Centinaia di diciottenni hanno scoperto troppo tardi che qualcuno aveva già incassato al posto loro i 500 euro destinati alla cultura. Un’indagine svela un sistema ramificato di furti d’identità e riciclaggio internazionale.

Per molti neodiciottenni il 2023 avrebbe dovuto coincidere con l’arrivo del bonus cultura da 500 euro. E invece, nel momento in cui hanno provato a riscattarlo tramite IO – l’app dei servizi pubblici – la sorpresa è stata amara: il denaro era già sparito. A sottrarlo non è stato un errore tecnico, ma una rete criminale che aveva anticipato i legittimi beneficiari. Come? Semplicemente rubando la loro identità digitale e presentando la richiesta del bonus al loro posto.

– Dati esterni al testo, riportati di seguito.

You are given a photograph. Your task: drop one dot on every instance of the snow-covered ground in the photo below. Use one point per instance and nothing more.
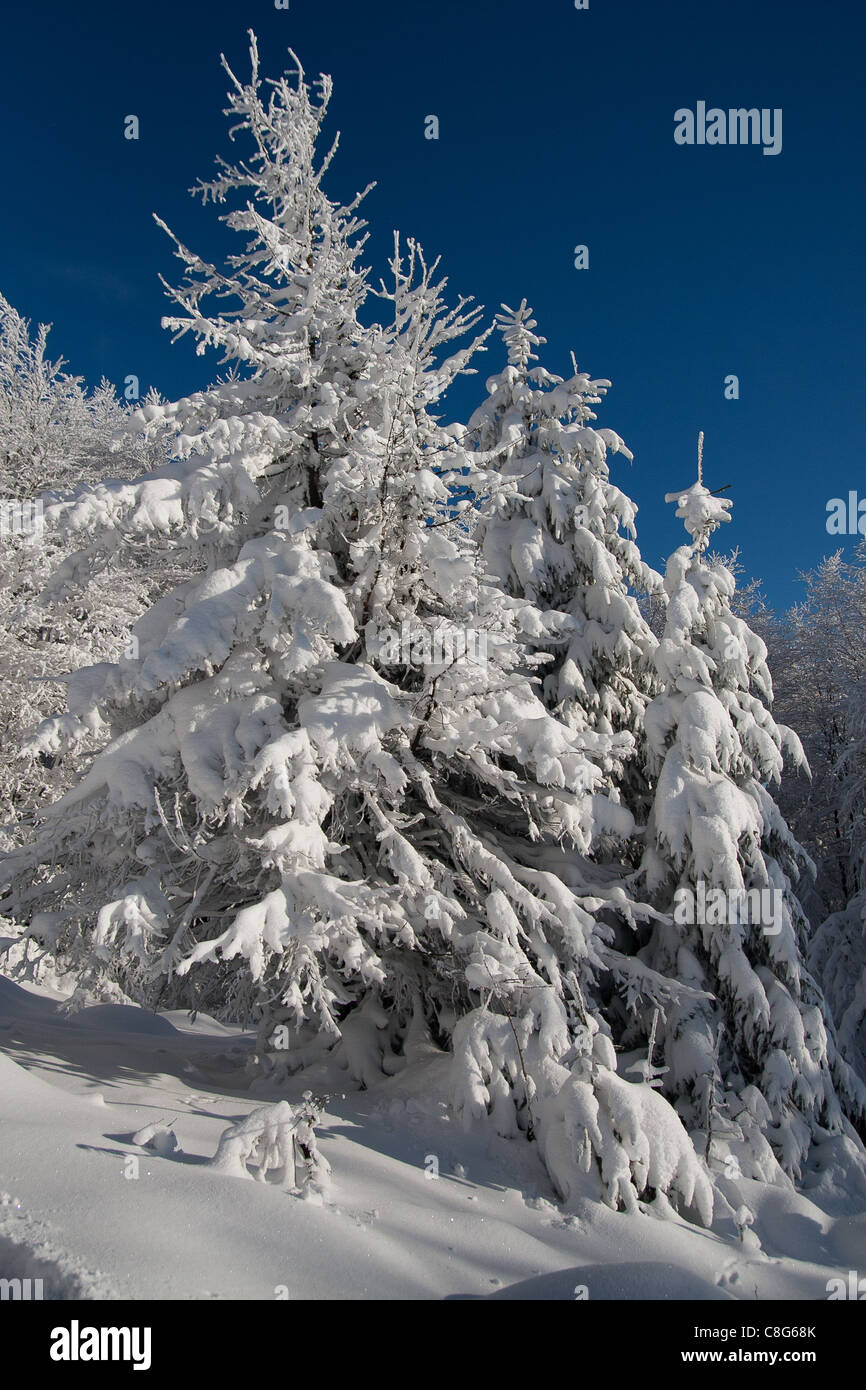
(75, 1090)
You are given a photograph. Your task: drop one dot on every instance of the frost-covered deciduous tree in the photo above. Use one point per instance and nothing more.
(720, 863)
(54, 435)
(295, 819)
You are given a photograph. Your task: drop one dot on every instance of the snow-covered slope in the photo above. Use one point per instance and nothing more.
(75, 1090)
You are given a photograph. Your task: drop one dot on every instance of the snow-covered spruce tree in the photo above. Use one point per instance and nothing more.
(553, 528)
(837, 951)
(295, 815)
(756, 1055)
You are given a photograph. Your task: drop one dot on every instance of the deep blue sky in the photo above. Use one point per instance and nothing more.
(556, 128)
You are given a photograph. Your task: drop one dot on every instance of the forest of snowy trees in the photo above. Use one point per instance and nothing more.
(376, 731)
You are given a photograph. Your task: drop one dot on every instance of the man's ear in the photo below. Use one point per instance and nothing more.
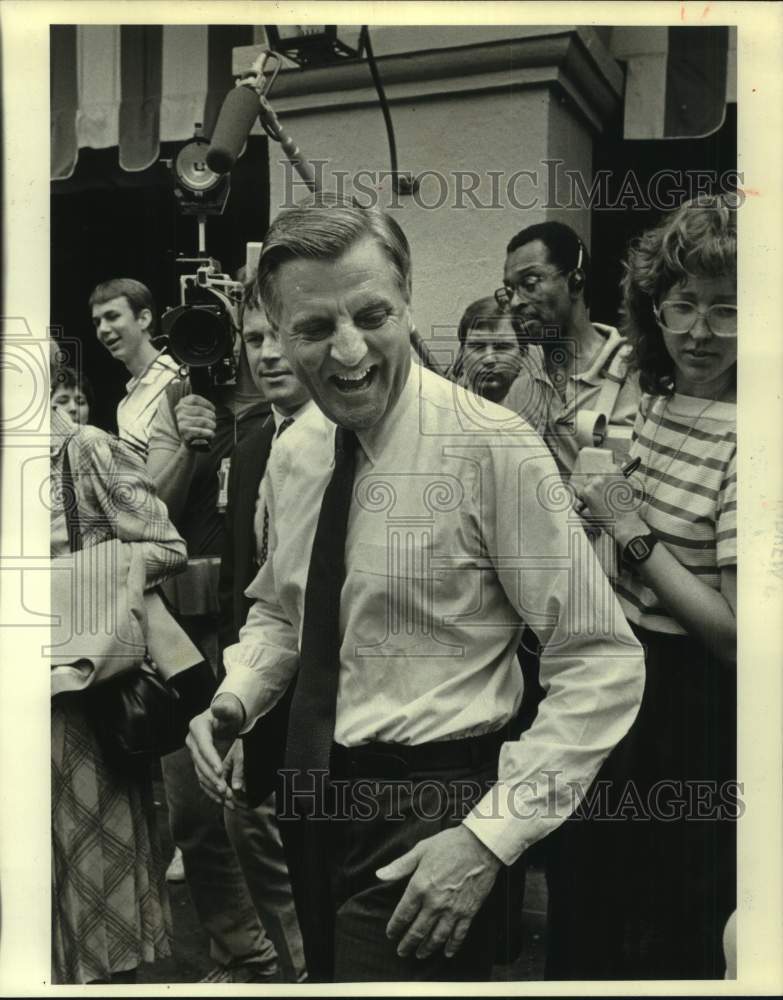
(576, 282)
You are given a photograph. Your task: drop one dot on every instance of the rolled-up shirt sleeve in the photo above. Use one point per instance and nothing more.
(591, 668)
(261, 665)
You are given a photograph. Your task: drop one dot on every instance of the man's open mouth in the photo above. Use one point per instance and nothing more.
(356, 381)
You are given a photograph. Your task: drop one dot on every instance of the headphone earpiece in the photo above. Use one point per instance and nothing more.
(577, 280)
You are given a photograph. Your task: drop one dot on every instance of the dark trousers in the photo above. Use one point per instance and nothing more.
(643, 878)
(344, 908)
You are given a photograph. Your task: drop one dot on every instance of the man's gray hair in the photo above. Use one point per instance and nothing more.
(324, 227)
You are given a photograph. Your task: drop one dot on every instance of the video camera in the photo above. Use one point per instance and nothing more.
(203, 330)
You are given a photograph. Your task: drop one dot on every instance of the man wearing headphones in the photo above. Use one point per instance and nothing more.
(582, 395)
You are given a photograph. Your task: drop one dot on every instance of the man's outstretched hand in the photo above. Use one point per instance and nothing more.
(222, 720)
(451, 874)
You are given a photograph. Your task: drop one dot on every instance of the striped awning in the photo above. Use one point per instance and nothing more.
(135, 86)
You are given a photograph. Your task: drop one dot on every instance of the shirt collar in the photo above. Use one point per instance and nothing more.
(150, 373)
(374, 439)
(279, 417)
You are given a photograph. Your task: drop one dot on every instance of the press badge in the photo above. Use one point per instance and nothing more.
(223, 471)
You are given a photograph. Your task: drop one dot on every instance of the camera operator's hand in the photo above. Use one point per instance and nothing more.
(196, 420)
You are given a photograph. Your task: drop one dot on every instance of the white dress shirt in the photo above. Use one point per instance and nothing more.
(258, 519)
(137, 409)
(460, 530)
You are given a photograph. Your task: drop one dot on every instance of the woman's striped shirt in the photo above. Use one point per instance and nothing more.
(687, 487)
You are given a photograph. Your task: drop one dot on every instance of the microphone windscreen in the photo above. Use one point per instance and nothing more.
(236, 118)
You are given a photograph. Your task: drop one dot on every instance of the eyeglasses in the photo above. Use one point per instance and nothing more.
(679, 317)
(528, 285)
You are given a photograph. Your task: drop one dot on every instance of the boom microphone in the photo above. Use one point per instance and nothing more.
(236, 118)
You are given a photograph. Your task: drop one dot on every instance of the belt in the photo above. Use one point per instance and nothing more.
(397, 761)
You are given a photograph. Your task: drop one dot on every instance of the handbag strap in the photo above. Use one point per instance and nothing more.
(71, 505)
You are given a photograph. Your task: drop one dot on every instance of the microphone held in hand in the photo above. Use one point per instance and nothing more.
(236, 118)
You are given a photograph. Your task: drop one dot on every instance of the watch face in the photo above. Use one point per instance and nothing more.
(638, 548)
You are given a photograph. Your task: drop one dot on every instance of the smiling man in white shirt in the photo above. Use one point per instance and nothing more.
(416, 541)
(123, 314)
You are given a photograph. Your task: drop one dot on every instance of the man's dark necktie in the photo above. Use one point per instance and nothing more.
(284, 425)
(311, 722)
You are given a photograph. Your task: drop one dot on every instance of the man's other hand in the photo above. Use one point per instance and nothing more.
(451, 874)
(222, 720)
(196, 419)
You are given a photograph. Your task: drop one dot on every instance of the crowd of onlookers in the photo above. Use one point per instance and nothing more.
(639, 426)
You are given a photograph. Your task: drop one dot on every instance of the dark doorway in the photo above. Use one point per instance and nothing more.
(107, 223)
(666, 171)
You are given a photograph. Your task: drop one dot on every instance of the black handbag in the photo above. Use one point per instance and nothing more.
(138, 716)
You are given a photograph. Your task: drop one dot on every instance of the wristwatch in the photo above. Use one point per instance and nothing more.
(639, 548)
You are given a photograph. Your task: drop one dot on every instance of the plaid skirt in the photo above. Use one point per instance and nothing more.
(110, 909)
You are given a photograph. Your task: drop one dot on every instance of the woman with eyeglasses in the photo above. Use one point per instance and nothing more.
(661, 878)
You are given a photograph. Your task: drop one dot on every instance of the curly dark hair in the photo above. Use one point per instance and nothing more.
(697, 239)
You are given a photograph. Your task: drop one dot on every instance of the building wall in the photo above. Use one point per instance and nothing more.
(473, 126)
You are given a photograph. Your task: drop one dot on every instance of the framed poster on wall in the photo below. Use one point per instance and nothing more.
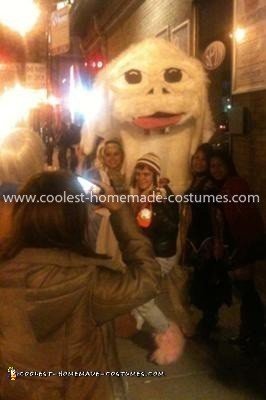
(180, 36)
(164, 33)
(249, 46)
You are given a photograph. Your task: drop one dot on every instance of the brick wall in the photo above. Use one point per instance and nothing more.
(144, 19)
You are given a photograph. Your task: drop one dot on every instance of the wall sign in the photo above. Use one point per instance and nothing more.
(249, 46)
(60, 31)
(214, 55)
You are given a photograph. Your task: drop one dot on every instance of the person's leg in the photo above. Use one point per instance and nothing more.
(151, 313)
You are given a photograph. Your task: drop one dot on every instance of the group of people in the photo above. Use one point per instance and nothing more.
(65, 138)
(60, 293)
(219, 240)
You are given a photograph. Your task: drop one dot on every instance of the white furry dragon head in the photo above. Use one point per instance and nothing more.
(154, 87)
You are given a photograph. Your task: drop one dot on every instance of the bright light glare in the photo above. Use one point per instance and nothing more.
(239, 34)
(53, 101)
(15, 105)
(19, 15)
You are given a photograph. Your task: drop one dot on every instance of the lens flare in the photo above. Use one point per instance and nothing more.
(19, 15)
(15, 106)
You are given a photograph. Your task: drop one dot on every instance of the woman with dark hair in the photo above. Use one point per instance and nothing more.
(244, 232)
(57, 297)
(202, 245)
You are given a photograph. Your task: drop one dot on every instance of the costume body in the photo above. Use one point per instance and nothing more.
(154, 97)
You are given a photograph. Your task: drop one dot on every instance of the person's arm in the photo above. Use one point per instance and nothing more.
(117, 293)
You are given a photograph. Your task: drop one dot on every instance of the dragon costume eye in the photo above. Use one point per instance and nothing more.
(133, 76)
(172, 75)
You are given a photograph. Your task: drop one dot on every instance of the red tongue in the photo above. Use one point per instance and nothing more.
(153, 122)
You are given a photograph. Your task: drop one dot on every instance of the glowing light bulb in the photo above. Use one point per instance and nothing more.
(239, 34)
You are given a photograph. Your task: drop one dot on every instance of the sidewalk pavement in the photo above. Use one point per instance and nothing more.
(207, 371)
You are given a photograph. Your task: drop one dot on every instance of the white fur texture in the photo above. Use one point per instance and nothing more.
(124, 102)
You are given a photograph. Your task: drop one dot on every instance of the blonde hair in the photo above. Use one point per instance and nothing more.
(21, 156)
(99, 162)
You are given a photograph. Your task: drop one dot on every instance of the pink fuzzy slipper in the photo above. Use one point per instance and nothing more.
(169, 345)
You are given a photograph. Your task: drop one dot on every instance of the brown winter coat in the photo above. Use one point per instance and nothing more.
(55, 308)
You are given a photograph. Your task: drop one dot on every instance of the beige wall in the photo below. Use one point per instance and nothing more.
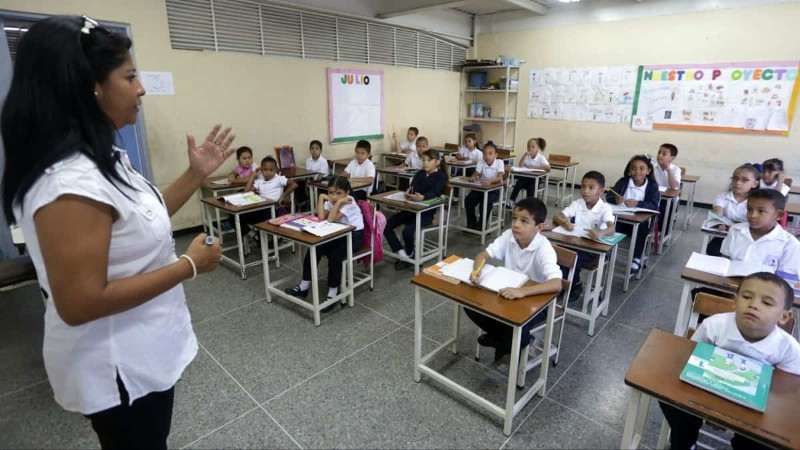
(742, 34)
(268, 101)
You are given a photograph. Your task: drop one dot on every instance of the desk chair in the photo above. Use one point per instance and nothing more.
(434, 226)
(707, 305)
(566, 258)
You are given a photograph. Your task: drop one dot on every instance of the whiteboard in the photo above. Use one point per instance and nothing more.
(355, 104)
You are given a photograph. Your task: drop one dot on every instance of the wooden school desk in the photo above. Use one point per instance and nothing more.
(637, 220)
(602, 282)
(485, 187)
(515, 313)
(219, 204)
(671, 196)
(691, 182)
(312, 242)
(537, 176)
(655, 372)
(422, 251)
(316, 185)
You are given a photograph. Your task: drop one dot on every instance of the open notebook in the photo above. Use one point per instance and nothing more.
(492, 278)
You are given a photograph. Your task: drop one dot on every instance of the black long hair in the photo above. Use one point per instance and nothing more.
(51, 111)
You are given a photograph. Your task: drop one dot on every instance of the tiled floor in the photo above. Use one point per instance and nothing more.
(266, 377)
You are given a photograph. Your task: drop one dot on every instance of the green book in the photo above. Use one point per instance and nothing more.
(729, 375)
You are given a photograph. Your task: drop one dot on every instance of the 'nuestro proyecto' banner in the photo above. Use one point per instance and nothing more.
(748, 97)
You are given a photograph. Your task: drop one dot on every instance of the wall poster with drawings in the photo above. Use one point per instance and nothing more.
(586, 94)
(745, 97)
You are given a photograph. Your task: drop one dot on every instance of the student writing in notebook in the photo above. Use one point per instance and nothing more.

La procedura, passata obbligatoriamente attraverso l’identificazione tramite SPID, è diventata il punto debole del sistema. Documenti personali e codici fiscali sono finiti nelle mani sbagliate. E da lì è bastato poco: la creazione di uno SPID falso, l’accesso all’app IO e la richiesta fraudolenta del contributo.
Una falla informatica e 400 mila euro spariti solo a Torino
Il caso è emerso in tutta la sua gravità grazie alle indagini della polizia postale, come riportato dal Corriere della Sera. A Torino, le autorità hanno scoperto circa 2.000 concessioni irregolari. Il danno? Oltre 400 mila euro sottratti all’Erario. Gli Spid in questione risultavano formalmente regolari, ma legati a identità fittizie. In tutto, sono 18 le persone attualmente sotto indagine: tre nel capoluogo piemontese, le altre sparse in diverse città.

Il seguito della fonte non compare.